Et si la véritable question était : comment profiter de ce dynamisme économique au lieu de chercher à l’éradiquer ? Selon ce principe de base de la sagesse populaire, « si on n’est pas capable de changer une situation, du moins il faut tenter de l’améliorer ». Il ne s’agit pas de vanter «les vertus » de l’économie informelle mais juste d’explorer des pistes originales pour profiter de ses avantages en attendant de réguler ce secteur. Remarquons, au passage, que l’emploi informel est loin d’être une garantie de moralité (des transporteurs qui vivent de petits trafics ne cessent pas d’être malhonnêtes et que ces emplois, aussi condamnables et immoraux qu’ils soient permettent de faire vivre beaucoup de familles pour autant. Une vision certes en contradiction avec une grande part de la littérature économique ambiante mais cela ne nous empêche pas de nous interroger sur la pertinence de nombre de politiques de l’emploi du XXIe siècle.

Quand on regarde l’économie nationale, le secteur informel représente une part importante et par ricochet influe beaucoup sur la productivité, tenant aussi un rôle majeur dans la création d’emplois .
Les décideurs devraient s’intéresser ainsi aux potentialités d’un secteur qui jusqu’à présent, malgré ses aspects négatifs que personne ne peut nier à maintenir l’économie du royaume sur ses deux jambes, la libérale et la sociale. Ce qui veut dire en clair que l’informel concilie un système de protection sociale bien particulier avec les attentes de plein-emploi.

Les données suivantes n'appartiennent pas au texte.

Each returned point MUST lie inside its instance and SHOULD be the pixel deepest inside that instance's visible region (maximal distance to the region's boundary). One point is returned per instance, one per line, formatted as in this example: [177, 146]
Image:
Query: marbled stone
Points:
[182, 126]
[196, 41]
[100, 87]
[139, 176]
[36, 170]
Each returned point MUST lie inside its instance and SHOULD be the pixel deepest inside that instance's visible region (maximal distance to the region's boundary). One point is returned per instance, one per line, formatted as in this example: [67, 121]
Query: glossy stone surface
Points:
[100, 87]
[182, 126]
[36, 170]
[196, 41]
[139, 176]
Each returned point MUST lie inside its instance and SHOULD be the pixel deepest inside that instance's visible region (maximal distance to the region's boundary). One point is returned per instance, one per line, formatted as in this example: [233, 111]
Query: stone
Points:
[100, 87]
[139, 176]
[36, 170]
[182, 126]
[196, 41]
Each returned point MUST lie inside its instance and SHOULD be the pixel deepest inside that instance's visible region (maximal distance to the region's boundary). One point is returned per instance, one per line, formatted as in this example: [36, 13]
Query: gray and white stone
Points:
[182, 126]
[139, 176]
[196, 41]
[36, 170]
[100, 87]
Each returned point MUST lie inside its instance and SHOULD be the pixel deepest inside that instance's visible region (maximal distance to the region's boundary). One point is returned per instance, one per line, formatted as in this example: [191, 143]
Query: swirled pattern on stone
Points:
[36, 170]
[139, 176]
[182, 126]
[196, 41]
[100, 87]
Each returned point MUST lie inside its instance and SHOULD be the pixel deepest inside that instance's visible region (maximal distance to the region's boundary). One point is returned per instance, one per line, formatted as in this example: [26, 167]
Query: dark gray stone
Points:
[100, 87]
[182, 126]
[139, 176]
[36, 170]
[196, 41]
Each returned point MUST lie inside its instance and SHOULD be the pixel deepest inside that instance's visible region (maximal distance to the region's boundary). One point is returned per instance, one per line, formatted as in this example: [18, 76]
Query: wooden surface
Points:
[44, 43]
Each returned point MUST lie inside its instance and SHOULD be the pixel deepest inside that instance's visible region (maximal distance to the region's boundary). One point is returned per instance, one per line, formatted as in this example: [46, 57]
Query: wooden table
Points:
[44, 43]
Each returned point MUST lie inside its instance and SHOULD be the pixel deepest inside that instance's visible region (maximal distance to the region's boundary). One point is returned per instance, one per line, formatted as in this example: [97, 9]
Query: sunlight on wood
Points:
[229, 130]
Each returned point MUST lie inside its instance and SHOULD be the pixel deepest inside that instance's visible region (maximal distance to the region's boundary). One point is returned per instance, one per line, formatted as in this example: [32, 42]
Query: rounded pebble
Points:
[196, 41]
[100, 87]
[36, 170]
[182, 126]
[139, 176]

Il n’y a qu’à faire un petit tour au marché de Derb Ghallef, que d’aucuns n’ont pas hésité à surnommer la « Silicone vallée » du royaume pour observer de visu la santé de l’activité économique de la marge avec les milliers de personnes employées au quotidien, même si personne jusqu’à présent n’a réussi à évaluer les milliards de dhs du chiffre d’affaires de cet ensemble.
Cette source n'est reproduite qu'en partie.